Power-of-Two Free Lists Allocators | Kernel Memory Allocators

The Power of Two Free Lists is an algorithm for Kernel Memory Allocation. It is used frequently to implement malloc() and free() in the user-level C library. This approach uses a set of free lists. Each list stores buffers of a particular size and all the sizes are powers of two. For example, consider the figure below there are six free lists, storing buffers of sizes 32, 64, 128, 256, 512, and 1024 bytes.

Each buffer has a header of a fixed size which leads to reduced usable area. When the buffer is free, its header stores a pointer to the next free buffer. When the buffer is allocated, it’s header points to the free list to which it should be returned. In a few implementations, it contains the size of the allocated area instead. This helps detect certain bugs but requires the free() routine to compute the free list location from the size.

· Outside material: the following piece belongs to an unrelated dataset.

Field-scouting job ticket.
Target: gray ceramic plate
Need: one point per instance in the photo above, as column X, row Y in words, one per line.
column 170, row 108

When client calls malloc(), passing the required size as an argument. The allocator computes the size of the smallest buffer that is large enough to satisfy the request. This involves adding space for the header(4 Bytes) to the requested size and rounding the resulting value to the next power of two. The 32-byte buffers satisfy requests for 0-28 bytes, the 64-byte buffers satisfy requests for 29-60 bytes, and so on. The allocator then removes a buffer from the appropriate free list and the pointer in the header points to the corresponding free list. It returns to the caller a pointer to the byte instantly following the header in the buffer.
The below figure represents the conceptual view of allocated buffers and pointers to the buffers.

When the client releases the buffer, it calls the free() routine, passing the pointer returned by malloc() as an argument. The user does not have to specify the size of the buffer being freed. It is essential, however, to free the entire buffer obtained from malloc(); there is no provision for freeing only part of the allocated buffer. The free() method moves the pointer back four bytes to access the header. It receives the free list pointer from the header and puts the buffer on that list. 

The allocator may handle a new malloc() request for that size in one of three ways:

• Block the request until a buffer of the appropriate size is released.
• Satisfy the request with a larger buffer, beginning with the next list and continuing the search until it finds a nonempty list.
• Obtain additional memory from the page-level allocator to generate more buffers of that size.

Advantages:

• The algorithm is simple and reasonably fast.
• The main goal for this algorithm is that it avoids the lengthy linear searches of the resource map method and eliminates the fragmentation problem entirely.
• The allocator also presents a familiar programming interface, with the important advantage that the free() routine need not be given the buffer size as an argument. As a result, an allocated buffer can be passed to other functions and subsystems and finally freed using only the pointer to the buffer.
• The interface does not allow a client to release only part of the allocated buffer.

Disadvantages:

• The rounding of requests to the next power of two often leaves a lot of unused space in the buffer, resulting in poor memory utilization.
• The problem becomes worse due to the necessity to store the header in the allocated buffers. For example, a 512-byte request would consume a 1024-byte buffer.
• There is no provision for coalescing adjacent free buffers to satisfy larger requests. Generally, the size of each buffer remains fixed for its lifetime. The only flexibility is that large buffers may sometimes be used for small requests.
• Although some implementations allow the allocator to steal memory from the paging system, there is no provision to return surplus free buffers to the page-level allocator.